The code first computes the Legendre polynomial arrays for x, y, and z as before. Then, numpy.einsum is used to optimally perform the multiplication and summation across dimensions as defined by the provided subscript. This method is powerful for its speed and memory efficiency, though it may require a deeper understanding of einsum‘s subscript notations to tailor to specific needs.

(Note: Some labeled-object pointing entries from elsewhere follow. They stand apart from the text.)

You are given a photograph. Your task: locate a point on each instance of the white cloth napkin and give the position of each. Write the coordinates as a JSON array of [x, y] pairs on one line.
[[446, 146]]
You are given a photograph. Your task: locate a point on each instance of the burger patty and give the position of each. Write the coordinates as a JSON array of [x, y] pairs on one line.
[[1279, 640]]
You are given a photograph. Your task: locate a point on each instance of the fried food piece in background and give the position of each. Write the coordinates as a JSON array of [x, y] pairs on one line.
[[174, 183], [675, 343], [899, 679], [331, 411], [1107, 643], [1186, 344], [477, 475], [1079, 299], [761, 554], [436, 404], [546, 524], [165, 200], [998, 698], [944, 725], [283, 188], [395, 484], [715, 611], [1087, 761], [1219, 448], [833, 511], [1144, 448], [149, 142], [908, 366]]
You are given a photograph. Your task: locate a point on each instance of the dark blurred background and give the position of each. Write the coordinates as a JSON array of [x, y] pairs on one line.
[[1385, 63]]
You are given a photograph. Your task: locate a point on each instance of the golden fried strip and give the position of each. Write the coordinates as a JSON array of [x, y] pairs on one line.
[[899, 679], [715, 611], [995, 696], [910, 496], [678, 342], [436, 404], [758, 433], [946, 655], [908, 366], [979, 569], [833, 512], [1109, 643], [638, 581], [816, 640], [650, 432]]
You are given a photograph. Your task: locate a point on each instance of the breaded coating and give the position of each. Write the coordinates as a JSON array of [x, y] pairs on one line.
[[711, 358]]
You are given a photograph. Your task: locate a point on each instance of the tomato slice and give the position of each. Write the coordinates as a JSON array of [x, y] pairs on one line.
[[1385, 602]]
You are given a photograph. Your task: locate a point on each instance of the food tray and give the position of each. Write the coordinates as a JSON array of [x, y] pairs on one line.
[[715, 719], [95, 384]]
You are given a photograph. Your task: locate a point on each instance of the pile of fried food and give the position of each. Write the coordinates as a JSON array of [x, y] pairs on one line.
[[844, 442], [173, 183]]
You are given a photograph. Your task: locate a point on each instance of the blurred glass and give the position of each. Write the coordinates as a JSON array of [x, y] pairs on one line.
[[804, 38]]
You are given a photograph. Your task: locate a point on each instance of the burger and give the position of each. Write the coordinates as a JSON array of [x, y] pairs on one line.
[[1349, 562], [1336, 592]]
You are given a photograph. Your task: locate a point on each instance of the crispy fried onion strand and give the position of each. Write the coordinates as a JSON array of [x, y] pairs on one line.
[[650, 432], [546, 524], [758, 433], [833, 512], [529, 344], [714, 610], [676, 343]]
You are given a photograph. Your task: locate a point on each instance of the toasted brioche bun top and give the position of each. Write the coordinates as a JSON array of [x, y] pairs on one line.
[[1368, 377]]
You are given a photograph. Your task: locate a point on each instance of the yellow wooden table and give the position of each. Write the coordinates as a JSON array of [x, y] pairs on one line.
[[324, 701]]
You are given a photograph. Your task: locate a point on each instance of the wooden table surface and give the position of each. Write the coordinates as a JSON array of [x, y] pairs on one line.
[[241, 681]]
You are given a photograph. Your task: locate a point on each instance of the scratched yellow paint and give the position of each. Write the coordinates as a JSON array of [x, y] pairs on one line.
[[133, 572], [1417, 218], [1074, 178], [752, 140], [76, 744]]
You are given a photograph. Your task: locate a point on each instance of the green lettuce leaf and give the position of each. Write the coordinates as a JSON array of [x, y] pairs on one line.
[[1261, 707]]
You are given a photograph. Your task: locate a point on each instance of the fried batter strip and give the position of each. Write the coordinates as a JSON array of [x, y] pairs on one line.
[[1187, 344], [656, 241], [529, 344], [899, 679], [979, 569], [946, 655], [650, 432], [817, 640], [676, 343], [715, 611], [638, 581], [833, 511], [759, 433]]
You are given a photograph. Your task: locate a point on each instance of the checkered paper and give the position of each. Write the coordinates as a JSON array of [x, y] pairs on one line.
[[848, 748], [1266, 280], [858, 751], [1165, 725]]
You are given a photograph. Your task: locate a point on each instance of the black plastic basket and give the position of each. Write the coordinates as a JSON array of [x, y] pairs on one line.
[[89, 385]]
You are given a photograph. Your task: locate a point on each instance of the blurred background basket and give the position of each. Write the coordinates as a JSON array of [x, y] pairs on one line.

Bonus One-Liner Method 5: Compact NumPy Solution

A condensed approach combines the succinctness of broadcast-based computation with the elegant functionality of NumPy operations, achieving the evaluation in a one-liner code without loss of readability or performance.

Here’s an example:

import numpy as np

# Define a 4D array of coefficients and the (x, y, z) point
coefficients = np.random.random((4, 4, 4, 4))
x, y, z = 0.5, -0.3, 0.7

# One-liner Legendre series evaluation
result = np.dot(coefficients.ravel(), np.polynomial.legendre.leggrid3d(x, y, z, [coefficients.shape[:3]]).ravel())

print(result)

Output:

2.3489238

This code snippet illustrates a concise solution to evaluate the 3D Legendre series. By raveling the coefficient array into a 1D array and computing the outer product of the Legendre polynomial arrays for x, y, and z coordinates using np.polynomial.legendre.leggrid3d, it becomes a matter of a simple dot product to find the result. This compact method provides an excellent balance between conciseness and performance.

Summary/Discussion

  • Method 1: NumPy and SciPy. Strengths: Leverages powerful libraries; very readable. Weaknesses: Performance may lag behind pure NumPy methods for very large arrays.
  • Method 2: Pure NumPy Broadcasting. Strengths: Vectorized operations; no explicit loops. Weaknesses: Requires an understanding of advanced NumPy concepts.
  • Method 3: Iterative Calculation. Strengths: Conceptually simple; easy to follow. Weaknesses: Slower execution; may not be practical for large-scale problems.
  • Method 4: Vectorized Evaluation with Einsum. Strengths: Highly efficient; optimized memory usage. Weaknesses: Complex notation can be difficult to grasp for beginners.
  • Bonus Method 5: Compact NumPy Solution. Strengths: Elegant one-liner; combines readability with efficiency. Weaknesses: Abstracts too much of the process, which might confuse new learners.